There’s still some way to go – as of two weeks ago, an average of 31% of office workers had returned to the workspaces they occupied before the pandemic – but it’s clear what once looked like a great reset is going to be something much more tame.
A rapid recovery
These are just a few reasons why, following three years of softening prices, the prime residential market is on the cusp of a rapid recovery. Prices are down 5.8% in the twelve months to April and leading indicators suggest those declines will begin to narrow.
Bidding wars are increasingly common and city-wide inventory, though still nominally above the long run average, has declined 22.5% since late summer, according to Scott Durkin, president and chief operating officer of Douglas Elliman.
Robust sales activity will eat into that further.
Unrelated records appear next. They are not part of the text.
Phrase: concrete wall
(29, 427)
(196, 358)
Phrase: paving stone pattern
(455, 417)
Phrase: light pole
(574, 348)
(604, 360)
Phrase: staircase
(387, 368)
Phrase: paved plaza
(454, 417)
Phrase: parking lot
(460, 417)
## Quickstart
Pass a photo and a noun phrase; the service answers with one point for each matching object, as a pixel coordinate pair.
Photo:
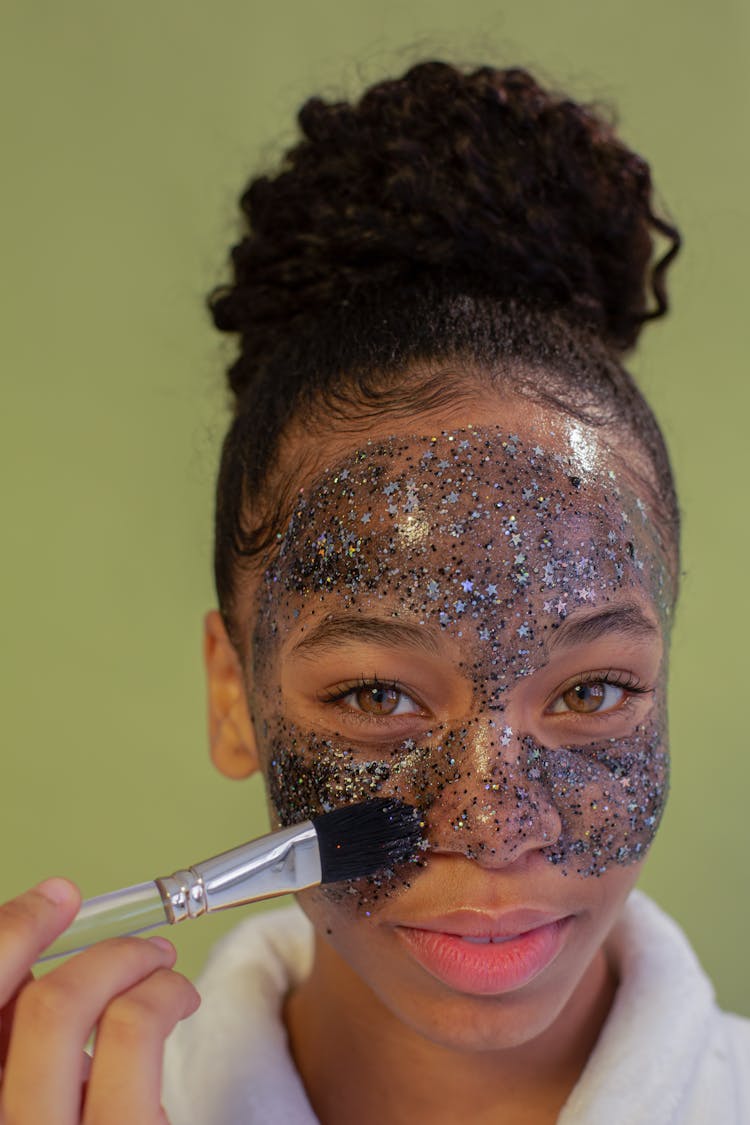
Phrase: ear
(231, 732)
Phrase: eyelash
(367, 683)
(630, 683)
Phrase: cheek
(487, 794)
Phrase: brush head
(367, 838)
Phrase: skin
(368, 1008)
(125, 989)
(478, 707)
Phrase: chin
(478, 1024)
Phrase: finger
(7, 1020)
(54, 1016)
(28, 924)
(126, 1077)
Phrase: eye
(586, 699)
(376, 699)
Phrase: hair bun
(484, 178)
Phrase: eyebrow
(339, 629)
(629, 620)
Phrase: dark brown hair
(446, 215)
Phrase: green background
(127, 132)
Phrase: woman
(446, 560)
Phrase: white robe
(666, 1055)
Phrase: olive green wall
(128, 131)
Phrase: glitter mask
(495, 542)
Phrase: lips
(486, 956)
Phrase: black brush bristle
(367, 838)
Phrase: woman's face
(471, 620)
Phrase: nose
(491, 803)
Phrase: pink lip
(532, 942)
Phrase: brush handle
(129, 910)
(280, 863)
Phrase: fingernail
(193, 1004)
(162, 944)
(57, 891)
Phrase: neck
(360, 1062)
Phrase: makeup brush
(349, 843)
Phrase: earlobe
(231, 731)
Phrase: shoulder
(231, 1061)
(667, 1052)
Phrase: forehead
(477, 506)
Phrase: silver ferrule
(280, 863)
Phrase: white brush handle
(280, 863)
(130, 910)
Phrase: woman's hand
(124, 988)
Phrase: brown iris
(377, 700)
(585, 698)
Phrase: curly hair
(445, 214)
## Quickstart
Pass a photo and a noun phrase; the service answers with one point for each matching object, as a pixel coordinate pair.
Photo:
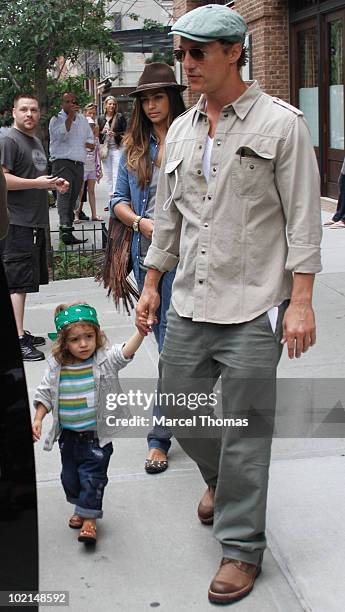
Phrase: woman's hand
(146, 227)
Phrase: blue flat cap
(211, 22)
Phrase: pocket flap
(251, 151)
(171, 165)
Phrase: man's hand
(46, 182)
(146, 228)
(146, 310)
(36, 429)
(299, 330)
(61, 185)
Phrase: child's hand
(36, 430)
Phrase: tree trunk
(42, 95)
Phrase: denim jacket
(128, 191)
(106, 364)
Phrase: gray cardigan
(107, 363)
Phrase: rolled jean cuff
(255, 557)
(72, 500)
(88, 512)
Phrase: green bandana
(74, 314)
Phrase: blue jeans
(340, 212)
(159, 436)
(84, 471)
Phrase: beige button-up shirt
(238, 237)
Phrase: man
(70, 137)
(24, 164)
(238, 209)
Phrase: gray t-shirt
(25, 157)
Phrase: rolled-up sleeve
(122, 193)
(43, 392)
(163, 253)
(298, 183)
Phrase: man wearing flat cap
(238, 211)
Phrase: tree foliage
(34, 34)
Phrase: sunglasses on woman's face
(196, 53)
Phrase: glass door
(333, 91)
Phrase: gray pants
(233, 459)
(73, 172)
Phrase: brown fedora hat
(156, 76)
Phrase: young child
(71, 390)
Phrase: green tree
(34, 34)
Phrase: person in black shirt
(23, 251)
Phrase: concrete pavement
(152, 552)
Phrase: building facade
(297, 53)
(131, 28)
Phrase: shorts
(24, 256)
(90, 174)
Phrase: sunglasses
(196, 53)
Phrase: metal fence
(81, 260)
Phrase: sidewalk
(152, 551)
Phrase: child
(71, 389)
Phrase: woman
(92, 171)
(157, 103)
(112, 126)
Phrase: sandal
(88, 534)
(75, 522)
(153, 466)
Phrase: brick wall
(269, 26)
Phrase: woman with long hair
(112, 126)
(158, 102)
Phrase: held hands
(299, 331)
(36, 429)
(52, 182)
(146, 227)
(62, 185)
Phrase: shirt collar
(241, 106)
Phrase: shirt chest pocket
(252, 172)
(173, 173)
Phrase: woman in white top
(112, 126)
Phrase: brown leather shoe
(206, 506)
(234, 580)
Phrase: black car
(18, 507)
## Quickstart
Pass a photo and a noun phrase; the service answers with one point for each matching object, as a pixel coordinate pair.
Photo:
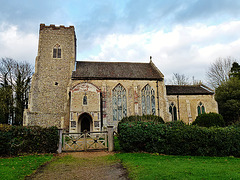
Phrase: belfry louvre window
(57, 51)
(200, 108)
(85, 99)
(119, 101)
(173, 111)
(148, 100)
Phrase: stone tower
(49, 97)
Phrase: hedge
(144, 118)
(209, 120)
(18, 139)
(179, 139)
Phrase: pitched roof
(188, 90)
(116, 70)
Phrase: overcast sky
(182, 36)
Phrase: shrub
(209, 119)
(179, 139)
(18, 139)
(144, 118)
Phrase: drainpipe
(101, 110)
(178, 107)
(158, 99)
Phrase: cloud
(186, 49)
(16, 44)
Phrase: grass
(19, 167)
(149, 166)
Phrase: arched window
(200, 108)
(173, 111)
(119, 101)
(148, 100)
(57, 51)
(85, 99)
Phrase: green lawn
(19, 167)
(148, 166)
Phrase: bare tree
(218, 71)
(17, 76)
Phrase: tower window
(173, 111)
(57, 51)
(119, 101)
(85, 99)
(148, 100)
(200, 108)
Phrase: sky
(182, 36)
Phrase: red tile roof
(188, 90)
(116, 70)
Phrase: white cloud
(185, 49)
(16, 44)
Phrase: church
(86, 95)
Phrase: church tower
(49, 97)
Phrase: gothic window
(85, 99)
(148, 100)
(173, 111)
(119, 101)
(200, 108)
(57, 51)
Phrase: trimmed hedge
(144, 118)
(209, 120)
(179, 139)
(18, 139)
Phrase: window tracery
(57, 51)
(85, 99)
(173, 111)
(119, 101)
(148, 100)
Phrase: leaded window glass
(119, 102)
(57, 51)
(85, 99)
(173, 111)
(148, 100)
(200, 108)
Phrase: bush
(179, 139)
(209, 120)
(18, 139)
(140, 119)
(144, 118)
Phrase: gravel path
(99, 165)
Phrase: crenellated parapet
(54, 27)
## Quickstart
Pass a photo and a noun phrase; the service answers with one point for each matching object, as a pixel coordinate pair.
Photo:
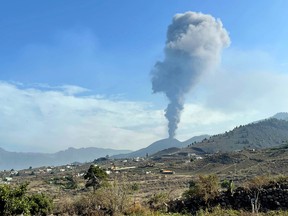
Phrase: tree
(95, 177)
(16, 201)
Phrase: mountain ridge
(21, 160)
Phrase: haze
(79, 73)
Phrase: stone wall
(271, 197)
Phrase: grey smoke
(193, 46)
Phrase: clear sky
(77, 73)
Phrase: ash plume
(193, 46)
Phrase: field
(164, 178)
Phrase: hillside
(162, 145)
(263, 134)
(17, 160)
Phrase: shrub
(16, 201)
(206, 188)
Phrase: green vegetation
(16, 201)
(206, 188)
(96, 177)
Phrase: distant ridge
(162, 145)
(281, 116)
(267, 133)
(20, 160)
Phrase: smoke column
(193, 46)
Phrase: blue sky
(71, 67)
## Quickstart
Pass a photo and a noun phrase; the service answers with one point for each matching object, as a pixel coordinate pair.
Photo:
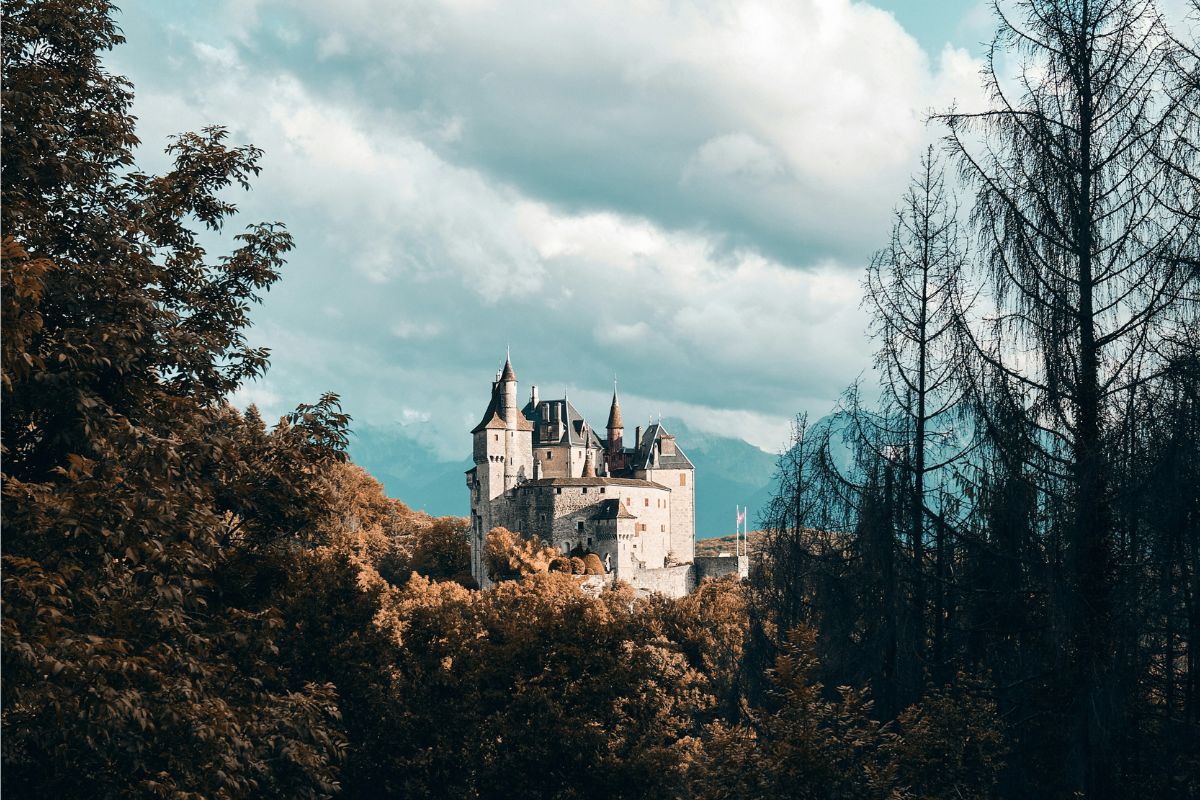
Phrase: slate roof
(640, 457)
(492, 417)
(615, 414)
(574, 420)
(595, 481)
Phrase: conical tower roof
(615, 414)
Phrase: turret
(616, 450)
(509, 410)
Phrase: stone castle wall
(714, 566)
(670, 581)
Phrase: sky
(678, 196)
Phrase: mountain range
(729, 471)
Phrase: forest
(982, 582)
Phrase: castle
(541, 470)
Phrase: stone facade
(544, 471)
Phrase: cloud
(681, 196)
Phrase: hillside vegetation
(198, 603)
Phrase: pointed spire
(615, 414)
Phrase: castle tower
(616, 450)
(509, 413)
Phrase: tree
(1077, 167)
(915, 290)
(138, 629)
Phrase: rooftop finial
(615, 421)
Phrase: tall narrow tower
(616, 450)
(509, 413)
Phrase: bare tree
(1080, 170)
(915, 292)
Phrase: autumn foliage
(202, 605)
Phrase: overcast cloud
(683, 196)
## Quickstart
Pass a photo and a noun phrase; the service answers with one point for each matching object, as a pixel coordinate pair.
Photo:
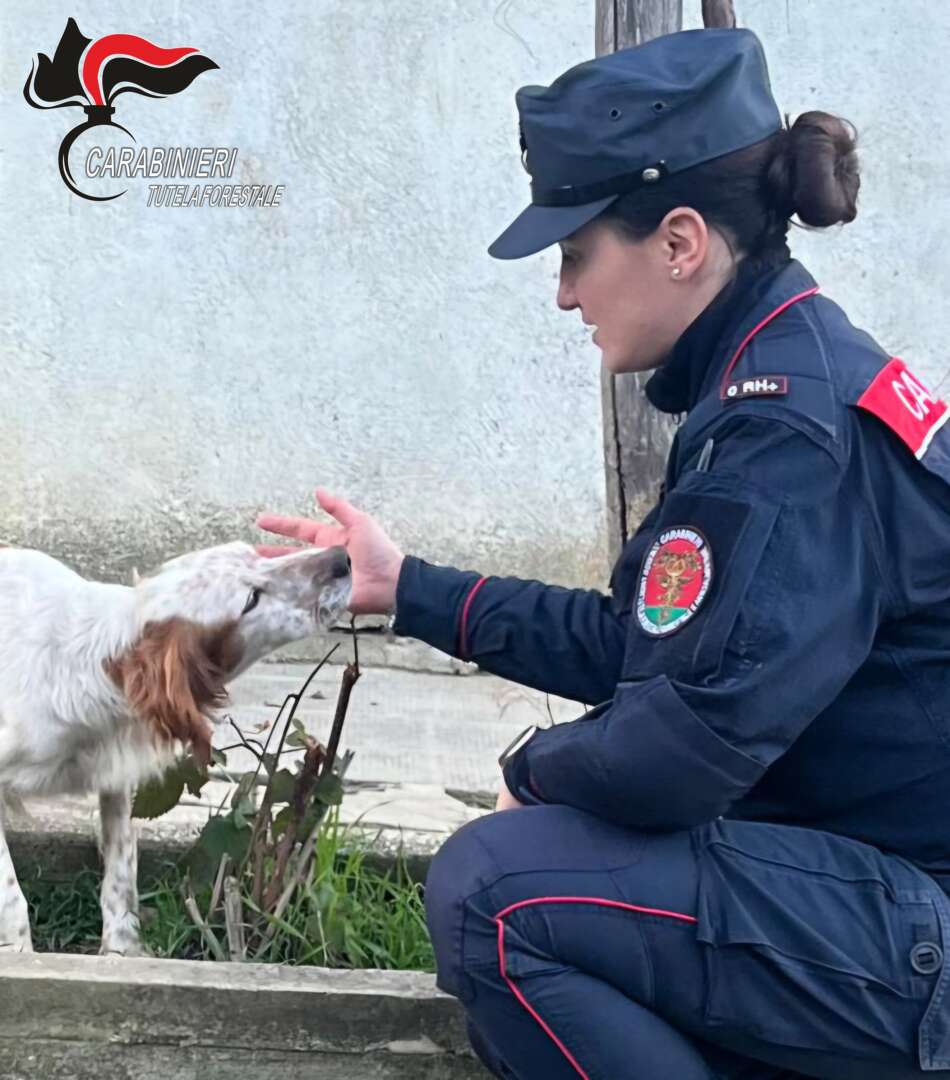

First quarter sales were just 4.2% shy of the long-run average, according to Durkin. The number of newly signed contracts for co-ops, condos and family homes in Manhattan has expanded significantly compared to last year for six straight months, according to data from Miller Samuel.
New York’s wealthy have had a good year, too. Answers from some 400 wealth advisors to The Wealth Report 2021 Attitudes Survey suggest US wealth advisors were amongst the most optimistic globally, with 58% citing an increase in their clients’ wealth.
Our current forecast has prime property prices stabilising to end the year flat, but I’m betting on a return to growth as that New Yorkers that took temporary leave of their city come back for good. Or as Seinfeld puts it: “[New York City] will sure as hell be back. Because all of the real, tough New Yorkers…loved it and understood it, stayed and rebuilt it.”